The Citizens board voted unanimously to recommend rate increases of more than 2,000 percent in parts of Tampa Bay and an average of 429 percent statewide after the Legislature lifted the cap on rates. But McCarty said the board may have failed to take into account provisions in the law designed to reduce the company’s losses by targeting insurance fraud.

“We can’t base future rates based upon past losses, especially when you have intervening legislation,’’ said McCarty, chief of the Office of Insurance Regulation, which has final approval over the rates at the state-run property insurer.

But McCarty warned a rate increase is inevitable for homeowners who rely on the insurance to pay damages for splitting foundations caused by sinkhole damage. Legislators cap annual rate increases on Citizens’ policies at 10 percent a year, and that has artificially suppressed what they could charge. But legislators lifted the cap for sinkhole claims as part of major insurance reforms passed during the 2011 lawmaking session, and that “had an upward pressure on rates,’’ McCarty said.

McCarty told the governor and Cabinet that even if some rate increases are warranted, his office will determine how much savings Citizens will experience from the part of the legislation aimed at cracking down on sinkhole insurance fraud. The goal of the changes is to reduce both the number of claims and the losses experienced by Citizens.

Last year, Citizens collected about $32 million in sinkhole premiums but paid out more than $245 million in claims.

Chief Financial Officer Jeff Atwater was also critical of the Citizens’ board for recommending policyholders get hit with a giant increase at once.

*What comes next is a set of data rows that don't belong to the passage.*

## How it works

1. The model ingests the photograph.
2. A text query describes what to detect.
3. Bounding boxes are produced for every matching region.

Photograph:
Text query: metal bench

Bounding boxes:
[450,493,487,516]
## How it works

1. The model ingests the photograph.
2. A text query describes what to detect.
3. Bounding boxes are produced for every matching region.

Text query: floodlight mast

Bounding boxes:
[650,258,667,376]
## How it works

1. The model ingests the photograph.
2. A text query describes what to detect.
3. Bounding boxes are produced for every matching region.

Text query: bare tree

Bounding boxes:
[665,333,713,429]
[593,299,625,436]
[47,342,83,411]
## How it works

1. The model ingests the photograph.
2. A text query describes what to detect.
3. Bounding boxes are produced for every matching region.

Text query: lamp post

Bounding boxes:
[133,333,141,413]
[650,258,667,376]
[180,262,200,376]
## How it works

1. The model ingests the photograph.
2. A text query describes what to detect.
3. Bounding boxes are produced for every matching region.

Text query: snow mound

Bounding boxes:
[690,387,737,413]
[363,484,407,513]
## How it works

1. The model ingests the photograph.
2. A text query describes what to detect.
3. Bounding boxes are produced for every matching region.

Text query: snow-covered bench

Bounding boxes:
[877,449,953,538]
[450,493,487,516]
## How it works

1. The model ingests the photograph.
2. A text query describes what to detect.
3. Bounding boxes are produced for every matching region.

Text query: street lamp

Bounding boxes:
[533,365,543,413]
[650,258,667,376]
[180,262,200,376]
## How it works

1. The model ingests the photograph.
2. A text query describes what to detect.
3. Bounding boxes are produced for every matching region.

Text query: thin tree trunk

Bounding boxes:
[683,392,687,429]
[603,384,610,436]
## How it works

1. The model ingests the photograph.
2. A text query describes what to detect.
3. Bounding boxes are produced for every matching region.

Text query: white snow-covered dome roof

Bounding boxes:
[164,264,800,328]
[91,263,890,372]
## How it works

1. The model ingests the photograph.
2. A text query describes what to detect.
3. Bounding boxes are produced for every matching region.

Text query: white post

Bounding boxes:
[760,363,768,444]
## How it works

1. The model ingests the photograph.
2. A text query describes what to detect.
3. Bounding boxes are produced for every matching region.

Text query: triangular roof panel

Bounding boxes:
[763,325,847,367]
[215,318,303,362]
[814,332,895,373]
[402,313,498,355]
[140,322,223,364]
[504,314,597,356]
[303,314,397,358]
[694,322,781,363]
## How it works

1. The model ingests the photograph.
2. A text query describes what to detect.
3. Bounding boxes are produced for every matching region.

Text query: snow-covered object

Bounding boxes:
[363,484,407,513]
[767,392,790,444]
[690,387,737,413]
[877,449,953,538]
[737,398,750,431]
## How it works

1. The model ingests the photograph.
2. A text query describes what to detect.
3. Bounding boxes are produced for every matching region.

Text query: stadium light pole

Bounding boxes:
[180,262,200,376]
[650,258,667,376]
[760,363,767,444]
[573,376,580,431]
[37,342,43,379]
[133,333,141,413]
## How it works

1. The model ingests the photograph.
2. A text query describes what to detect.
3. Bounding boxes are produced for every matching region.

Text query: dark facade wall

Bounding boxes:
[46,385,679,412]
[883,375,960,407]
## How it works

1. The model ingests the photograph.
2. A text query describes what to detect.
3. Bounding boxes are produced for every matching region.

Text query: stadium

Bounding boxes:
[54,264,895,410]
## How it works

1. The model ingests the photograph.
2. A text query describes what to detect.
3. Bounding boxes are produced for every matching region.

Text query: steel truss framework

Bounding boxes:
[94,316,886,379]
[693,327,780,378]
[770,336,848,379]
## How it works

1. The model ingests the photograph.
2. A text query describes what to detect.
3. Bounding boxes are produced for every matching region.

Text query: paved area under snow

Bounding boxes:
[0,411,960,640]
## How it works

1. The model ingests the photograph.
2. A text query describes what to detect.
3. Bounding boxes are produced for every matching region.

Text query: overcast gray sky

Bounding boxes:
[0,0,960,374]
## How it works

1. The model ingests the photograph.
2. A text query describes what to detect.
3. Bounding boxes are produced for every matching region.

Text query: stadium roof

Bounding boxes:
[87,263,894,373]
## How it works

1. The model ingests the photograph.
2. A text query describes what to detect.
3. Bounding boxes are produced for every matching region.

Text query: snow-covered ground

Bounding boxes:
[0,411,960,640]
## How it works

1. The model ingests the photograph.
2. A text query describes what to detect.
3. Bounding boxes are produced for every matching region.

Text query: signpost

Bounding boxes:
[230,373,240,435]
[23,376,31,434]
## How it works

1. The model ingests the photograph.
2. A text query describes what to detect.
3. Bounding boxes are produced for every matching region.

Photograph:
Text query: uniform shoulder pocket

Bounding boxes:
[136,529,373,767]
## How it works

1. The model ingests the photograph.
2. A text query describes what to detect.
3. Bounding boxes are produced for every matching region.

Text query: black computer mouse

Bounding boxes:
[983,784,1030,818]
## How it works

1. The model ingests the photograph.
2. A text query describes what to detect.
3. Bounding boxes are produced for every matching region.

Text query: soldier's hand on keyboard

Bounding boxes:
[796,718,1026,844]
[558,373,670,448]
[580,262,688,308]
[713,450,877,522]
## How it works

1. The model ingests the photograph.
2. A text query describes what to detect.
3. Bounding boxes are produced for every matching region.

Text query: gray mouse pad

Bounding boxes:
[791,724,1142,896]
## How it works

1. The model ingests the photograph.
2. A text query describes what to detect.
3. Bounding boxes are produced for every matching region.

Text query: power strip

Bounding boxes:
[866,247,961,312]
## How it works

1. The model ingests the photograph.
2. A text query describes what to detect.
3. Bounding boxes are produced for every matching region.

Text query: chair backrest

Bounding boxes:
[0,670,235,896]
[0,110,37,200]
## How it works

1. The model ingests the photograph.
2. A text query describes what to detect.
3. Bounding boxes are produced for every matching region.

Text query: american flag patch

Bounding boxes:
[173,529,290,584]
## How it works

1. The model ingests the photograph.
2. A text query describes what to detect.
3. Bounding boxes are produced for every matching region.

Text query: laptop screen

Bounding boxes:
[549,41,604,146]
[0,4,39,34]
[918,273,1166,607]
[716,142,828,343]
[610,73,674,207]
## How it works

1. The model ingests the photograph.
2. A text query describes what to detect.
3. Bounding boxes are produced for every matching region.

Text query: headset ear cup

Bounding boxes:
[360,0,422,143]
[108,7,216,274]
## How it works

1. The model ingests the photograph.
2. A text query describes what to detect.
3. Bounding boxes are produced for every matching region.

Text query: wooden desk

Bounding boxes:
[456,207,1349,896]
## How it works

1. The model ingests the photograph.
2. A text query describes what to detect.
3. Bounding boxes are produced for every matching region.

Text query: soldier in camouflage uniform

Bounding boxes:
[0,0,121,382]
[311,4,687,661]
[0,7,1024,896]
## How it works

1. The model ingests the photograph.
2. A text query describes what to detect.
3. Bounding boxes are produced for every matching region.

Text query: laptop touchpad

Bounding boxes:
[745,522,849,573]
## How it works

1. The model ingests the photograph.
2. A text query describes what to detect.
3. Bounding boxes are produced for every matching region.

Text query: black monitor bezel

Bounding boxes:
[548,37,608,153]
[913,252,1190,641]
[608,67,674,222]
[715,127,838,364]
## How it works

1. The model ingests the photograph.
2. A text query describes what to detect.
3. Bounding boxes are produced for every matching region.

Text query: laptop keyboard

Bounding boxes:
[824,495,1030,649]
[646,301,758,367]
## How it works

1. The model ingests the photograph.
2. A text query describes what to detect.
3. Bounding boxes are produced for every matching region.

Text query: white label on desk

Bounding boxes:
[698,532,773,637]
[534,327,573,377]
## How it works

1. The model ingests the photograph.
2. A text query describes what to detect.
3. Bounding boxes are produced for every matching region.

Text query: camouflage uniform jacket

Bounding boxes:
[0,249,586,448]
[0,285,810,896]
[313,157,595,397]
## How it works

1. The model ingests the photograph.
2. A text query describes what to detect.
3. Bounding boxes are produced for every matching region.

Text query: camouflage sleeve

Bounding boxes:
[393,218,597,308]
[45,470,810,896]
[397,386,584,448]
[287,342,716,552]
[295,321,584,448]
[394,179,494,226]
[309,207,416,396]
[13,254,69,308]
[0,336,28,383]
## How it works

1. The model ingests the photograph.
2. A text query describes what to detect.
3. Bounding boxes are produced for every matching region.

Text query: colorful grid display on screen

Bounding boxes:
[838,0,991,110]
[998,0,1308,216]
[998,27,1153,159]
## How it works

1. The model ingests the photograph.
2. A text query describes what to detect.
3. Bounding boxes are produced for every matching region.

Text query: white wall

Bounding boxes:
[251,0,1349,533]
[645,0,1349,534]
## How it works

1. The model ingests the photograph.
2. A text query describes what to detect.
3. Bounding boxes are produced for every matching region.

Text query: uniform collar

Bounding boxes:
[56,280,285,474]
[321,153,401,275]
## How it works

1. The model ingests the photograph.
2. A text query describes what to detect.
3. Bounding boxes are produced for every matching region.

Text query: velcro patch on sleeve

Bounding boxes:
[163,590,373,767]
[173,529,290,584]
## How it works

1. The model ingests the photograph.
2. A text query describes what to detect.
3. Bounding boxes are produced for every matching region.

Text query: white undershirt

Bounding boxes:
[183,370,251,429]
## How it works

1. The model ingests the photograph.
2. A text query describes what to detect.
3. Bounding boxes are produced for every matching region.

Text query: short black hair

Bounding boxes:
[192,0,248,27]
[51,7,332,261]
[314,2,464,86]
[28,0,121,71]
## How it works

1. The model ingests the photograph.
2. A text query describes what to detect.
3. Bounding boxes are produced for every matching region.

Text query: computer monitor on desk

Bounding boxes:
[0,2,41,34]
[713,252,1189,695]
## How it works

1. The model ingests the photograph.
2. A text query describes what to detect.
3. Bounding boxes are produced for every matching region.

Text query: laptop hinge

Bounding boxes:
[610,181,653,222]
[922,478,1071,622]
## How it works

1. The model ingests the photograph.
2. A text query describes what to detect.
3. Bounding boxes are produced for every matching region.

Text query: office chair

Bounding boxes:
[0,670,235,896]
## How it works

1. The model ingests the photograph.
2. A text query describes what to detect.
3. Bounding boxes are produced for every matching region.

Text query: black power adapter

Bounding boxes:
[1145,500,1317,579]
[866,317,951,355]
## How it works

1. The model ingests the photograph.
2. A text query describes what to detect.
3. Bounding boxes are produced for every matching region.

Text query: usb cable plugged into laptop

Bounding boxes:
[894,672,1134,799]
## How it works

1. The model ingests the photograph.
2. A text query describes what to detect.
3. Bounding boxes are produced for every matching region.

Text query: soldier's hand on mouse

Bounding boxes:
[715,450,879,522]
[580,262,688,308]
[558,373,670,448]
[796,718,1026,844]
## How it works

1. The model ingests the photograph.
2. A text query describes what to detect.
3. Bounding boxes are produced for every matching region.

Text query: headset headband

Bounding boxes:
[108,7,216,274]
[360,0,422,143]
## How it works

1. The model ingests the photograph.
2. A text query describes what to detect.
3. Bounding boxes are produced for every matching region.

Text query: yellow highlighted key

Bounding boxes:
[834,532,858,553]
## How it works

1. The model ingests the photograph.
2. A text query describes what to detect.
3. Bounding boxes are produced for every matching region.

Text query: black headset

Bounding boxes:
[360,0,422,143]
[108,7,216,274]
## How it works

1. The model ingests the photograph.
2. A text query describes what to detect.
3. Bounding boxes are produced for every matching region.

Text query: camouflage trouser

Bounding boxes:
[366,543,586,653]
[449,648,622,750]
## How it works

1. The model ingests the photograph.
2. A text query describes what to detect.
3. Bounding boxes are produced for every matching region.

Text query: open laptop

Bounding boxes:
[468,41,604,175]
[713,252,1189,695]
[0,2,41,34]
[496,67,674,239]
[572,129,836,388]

He said the board had the ability to phase in rates but instead went too far, too fast and failed to take into account future savings.

“You can’t go through all the changes that are going to have great benefit and then come out and drop a rate on the people that is nothing but a look back,’’ he said.

McCarty said the Citizens board was also following a requirement in the legislation that they impose financially responsible rates, but in the process made the rates so expensive they will be unaffordable for many homeowners.

“There is a balance,’’ he said. “I will be vigilant.”